Four years ago, Ford apologised and paid compensation to four black workers after white faces were imposed on their photographs in a sales brochure.

The following year, the company had to pay out more than £70,000 compensation to seven Asian and Afro-Caribbean workers at Dagenham who were turned down for jobs in the truck fleet where pay is roughly double the shopfloor average but where fewer than 2% were from ethnic minorities.


Sage publishing Report ctd:

However, Ball has a different take:

Without trying to be defensive or anything, diversity has been part of our approach for a long time at Ford. We were conducting ethnic monitoring back in 1967 and had equal opportunities policies in the 1980s. These incidents were flagged up and prompted the company to move forward. It’s part of our history.



Inclusive approach

In 2000, Ford embarked on an approach to diversity and inclusion, which Ball claimed put Ford at the leading edge of HR practice.
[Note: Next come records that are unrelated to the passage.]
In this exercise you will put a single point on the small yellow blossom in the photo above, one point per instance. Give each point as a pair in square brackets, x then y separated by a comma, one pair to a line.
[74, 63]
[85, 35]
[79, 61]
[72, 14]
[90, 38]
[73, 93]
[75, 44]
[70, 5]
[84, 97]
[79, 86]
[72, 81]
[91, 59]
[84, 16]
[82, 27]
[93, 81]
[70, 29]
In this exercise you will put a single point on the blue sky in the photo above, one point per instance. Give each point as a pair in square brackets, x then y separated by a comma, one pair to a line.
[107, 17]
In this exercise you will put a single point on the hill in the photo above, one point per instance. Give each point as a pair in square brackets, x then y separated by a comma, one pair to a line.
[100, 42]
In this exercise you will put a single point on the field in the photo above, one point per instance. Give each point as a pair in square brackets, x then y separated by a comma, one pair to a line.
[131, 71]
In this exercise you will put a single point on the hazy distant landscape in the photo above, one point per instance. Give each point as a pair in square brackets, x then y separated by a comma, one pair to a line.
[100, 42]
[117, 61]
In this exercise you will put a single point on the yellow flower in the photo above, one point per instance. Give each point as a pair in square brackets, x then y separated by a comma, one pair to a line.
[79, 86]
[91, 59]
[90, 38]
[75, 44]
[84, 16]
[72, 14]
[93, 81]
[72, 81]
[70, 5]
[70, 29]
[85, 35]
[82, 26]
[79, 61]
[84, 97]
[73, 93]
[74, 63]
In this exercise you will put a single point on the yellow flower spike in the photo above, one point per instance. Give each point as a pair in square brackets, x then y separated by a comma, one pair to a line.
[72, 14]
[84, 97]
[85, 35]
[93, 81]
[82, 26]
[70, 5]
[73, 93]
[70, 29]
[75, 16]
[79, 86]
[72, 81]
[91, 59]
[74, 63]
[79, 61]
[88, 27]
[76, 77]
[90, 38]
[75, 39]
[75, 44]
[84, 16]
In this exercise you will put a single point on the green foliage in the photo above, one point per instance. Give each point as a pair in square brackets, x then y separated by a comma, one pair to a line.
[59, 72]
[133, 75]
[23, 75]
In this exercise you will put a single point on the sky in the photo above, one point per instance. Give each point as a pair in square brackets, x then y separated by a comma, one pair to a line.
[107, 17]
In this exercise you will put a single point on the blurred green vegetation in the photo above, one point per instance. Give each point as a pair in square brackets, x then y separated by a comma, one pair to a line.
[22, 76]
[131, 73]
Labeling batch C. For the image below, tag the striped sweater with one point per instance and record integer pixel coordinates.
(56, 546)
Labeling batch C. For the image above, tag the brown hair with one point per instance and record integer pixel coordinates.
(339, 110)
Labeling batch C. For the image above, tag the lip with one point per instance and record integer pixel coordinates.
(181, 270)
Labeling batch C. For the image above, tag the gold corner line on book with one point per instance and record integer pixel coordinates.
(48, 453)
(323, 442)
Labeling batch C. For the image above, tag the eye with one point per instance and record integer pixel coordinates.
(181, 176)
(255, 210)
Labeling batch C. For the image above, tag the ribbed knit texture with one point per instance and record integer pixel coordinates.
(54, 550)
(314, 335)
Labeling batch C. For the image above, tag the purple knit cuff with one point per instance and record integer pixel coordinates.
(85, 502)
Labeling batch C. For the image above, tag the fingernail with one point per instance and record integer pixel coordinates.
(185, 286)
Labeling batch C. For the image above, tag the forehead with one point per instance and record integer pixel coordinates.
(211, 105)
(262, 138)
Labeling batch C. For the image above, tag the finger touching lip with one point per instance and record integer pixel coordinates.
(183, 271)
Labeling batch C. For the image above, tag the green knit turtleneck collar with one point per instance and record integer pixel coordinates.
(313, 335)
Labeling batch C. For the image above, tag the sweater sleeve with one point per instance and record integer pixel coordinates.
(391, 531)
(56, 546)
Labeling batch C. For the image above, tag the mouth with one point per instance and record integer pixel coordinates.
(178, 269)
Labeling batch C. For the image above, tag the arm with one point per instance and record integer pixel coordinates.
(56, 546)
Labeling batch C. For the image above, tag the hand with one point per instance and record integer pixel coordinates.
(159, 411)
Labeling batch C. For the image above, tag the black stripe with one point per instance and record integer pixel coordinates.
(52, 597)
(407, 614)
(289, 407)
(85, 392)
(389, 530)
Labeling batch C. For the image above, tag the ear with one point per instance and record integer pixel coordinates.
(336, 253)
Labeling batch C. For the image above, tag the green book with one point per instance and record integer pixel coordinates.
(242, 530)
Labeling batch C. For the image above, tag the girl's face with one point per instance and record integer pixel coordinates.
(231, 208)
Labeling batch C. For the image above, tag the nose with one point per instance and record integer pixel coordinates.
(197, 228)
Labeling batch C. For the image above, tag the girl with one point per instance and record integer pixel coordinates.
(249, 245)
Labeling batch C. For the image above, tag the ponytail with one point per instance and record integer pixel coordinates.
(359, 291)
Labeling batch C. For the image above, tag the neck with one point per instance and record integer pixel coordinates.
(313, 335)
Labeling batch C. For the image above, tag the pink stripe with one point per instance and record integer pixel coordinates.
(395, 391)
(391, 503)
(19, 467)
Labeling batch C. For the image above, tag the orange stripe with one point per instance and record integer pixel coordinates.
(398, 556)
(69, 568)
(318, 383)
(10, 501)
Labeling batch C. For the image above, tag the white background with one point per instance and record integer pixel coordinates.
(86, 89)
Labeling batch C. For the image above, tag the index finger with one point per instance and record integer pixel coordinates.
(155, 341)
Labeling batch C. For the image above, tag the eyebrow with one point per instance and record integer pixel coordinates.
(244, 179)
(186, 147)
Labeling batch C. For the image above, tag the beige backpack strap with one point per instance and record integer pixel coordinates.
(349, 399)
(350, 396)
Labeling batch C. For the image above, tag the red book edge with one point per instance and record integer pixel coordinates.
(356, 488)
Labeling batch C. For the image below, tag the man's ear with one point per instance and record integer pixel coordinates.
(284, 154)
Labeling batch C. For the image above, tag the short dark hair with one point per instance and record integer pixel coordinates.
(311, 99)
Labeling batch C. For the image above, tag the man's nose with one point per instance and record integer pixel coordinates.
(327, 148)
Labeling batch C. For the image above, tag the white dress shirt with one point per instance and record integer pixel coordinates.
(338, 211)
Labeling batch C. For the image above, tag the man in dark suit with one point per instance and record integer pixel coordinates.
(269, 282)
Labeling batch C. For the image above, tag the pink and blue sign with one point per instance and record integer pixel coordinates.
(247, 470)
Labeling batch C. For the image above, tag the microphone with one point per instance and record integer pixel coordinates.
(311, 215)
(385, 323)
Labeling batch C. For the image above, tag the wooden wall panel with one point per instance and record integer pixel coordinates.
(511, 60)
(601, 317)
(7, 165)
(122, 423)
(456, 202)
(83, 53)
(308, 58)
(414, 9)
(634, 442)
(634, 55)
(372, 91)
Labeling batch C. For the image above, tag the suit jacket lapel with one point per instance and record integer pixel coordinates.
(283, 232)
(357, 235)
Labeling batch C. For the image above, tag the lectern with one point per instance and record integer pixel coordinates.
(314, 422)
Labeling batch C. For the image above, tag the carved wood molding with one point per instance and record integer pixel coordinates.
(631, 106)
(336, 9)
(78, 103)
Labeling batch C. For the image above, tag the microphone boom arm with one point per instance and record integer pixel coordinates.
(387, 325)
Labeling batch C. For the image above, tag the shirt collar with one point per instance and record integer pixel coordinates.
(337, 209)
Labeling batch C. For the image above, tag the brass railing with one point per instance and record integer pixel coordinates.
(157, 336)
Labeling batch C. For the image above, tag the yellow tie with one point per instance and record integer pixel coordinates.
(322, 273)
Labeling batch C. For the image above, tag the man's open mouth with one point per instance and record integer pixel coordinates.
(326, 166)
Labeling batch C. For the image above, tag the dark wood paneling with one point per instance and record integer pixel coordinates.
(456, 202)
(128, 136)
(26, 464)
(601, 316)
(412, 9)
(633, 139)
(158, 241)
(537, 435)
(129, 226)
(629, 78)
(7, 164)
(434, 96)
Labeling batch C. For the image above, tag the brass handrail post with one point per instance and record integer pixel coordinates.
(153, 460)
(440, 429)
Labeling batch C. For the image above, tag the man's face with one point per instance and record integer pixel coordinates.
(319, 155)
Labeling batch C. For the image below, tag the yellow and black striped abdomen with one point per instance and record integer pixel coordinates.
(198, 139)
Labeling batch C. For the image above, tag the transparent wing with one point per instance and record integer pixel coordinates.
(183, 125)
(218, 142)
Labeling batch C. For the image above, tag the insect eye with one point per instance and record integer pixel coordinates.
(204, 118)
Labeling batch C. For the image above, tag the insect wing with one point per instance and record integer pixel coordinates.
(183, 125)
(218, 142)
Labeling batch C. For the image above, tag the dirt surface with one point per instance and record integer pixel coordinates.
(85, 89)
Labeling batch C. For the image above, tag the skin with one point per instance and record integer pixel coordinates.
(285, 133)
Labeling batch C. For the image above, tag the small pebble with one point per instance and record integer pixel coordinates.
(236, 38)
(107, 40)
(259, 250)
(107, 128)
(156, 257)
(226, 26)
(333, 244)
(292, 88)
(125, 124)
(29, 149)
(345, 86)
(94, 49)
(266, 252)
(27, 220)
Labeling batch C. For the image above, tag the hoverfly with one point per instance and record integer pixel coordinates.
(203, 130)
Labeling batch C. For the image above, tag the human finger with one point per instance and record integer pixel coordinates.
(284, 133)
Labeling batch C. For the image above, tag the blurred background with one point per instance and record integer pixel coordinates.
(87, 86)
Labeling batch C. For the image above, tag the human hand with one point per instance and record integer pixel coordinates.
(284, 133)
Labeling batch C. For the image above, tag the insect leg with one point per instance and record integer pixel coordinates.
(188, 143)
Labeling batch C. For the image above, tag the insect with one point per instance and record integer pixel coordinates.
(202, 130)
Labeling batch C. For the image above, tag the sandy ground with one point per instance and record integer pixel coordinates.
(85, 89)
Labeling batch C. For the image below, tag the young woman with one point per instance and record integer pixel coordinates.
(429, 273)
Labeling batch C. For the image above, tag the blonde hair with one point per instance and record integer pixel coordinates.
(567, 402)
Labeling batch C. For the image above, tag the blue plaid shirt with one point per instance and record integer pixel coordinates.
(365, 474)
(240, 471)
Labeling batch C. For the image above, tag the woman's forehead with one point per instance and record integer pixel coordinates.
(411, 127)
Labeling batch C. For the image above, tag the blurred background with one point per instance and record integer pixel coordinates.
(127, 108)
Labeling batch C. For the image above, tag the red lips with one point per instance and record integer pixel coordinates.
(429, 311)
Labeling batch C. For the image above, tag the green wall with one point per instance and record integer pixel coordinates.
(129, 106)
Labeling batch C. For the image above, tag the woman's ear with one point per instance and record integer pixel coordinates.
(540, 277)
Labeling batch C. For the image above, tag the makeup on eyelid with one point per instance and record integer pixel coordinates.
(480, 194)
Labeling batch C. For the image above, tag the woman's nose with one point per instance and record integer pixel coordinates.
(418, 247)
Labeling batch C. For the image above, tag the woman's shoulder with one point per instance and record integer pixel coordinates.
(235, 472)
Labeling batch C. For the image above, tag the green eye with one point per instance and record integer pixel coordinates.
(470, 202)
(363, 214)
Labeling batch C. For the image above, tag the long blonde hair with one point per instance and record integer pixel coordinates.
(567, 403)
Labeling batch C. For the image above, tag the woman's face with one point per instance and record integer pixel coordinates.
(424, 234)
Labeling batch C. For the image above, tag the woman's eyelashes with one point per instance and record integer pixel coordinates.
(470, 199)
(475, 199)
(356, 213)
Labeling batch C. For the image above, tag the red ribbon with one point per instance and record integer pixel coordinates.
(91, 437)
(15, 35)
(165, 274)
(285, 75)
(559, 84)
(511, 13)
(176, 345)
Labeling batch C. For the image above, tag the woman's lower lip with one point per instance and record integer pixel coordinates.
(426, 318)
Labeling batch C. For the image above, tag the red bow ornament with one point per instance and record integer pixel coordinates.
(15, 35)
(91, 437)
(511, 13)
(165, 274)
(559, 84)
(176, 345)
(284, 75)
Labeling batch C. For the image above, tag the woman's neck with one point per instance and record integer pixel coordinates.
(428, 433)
The foundation was an audit of policies and practices, conducted with the collaboration of the Commission for Racial Equality and known as the Diversity and Equality Assessment Review (Dear): ‘Dear has absolutely become part of our business, and that is not a cliche’, Ball said.


One way or another, it seems, Ford has arrived pretty much where it ought to be. The joint equality committees and national equality committee have a life of their own.


‘There are too many of them to be controlled by HR’, said Ball. ‘The Dear approach and a system of annual audits by the national equalities committee have put a rigour into equality and inclusion.’



But where pressing issues of output, quality, change and skill levels are on every manager’s agenda, how does the company make space for diversity?


‘As plant managers, we have a set of objectives known as SQDCME’, said Ball. ‘It stands for safety, quality, delivery, costs, morale and environment.’


That’s six priorities in all plants, not just in the UK but throughout the world, and they are followed through right down to work group level. It’s a wonderfully effective process and you have a scorecard, with the whole thing cascading down from senior management level. Within the ‘morale’ heading there is ‘diversity’ without question.


Dear identified recruitment selection, development, communication, corporate citizenship, policy and planning and auditing for equality as the priorities for action. Each of these is assessed in every plant and sub-unit of the company. In manufacturing plants, the objectives are incorporated into the SQDCME system. Each heading has five or six criteria that are examined and measured against a descriptive, evaluative framework. Managers collect evidence folders during the year to demonstrate how they are meeting their specific targets, and the metrics of equality auditing are built onto that.



Going Green

Managers are assessed by the audit and metrics, which give rise to a traffic light red, yellow or green indicator of how things stand on each of the six headings in each small part of the organization. Getting your colours to green is important, says Ball:


After each annual audit, you end up with your six areas and have quite a detailed breakdown of what you will have to do to turn that level to a green. So you then produce your action plan, based on the audit and your previous audit’s recommendations for improvements.


Diversity, it seems, is being tackled with the logistics of line control, which Ford used to revolutionize commercial motor production in the twentieth century. Henry would be proud!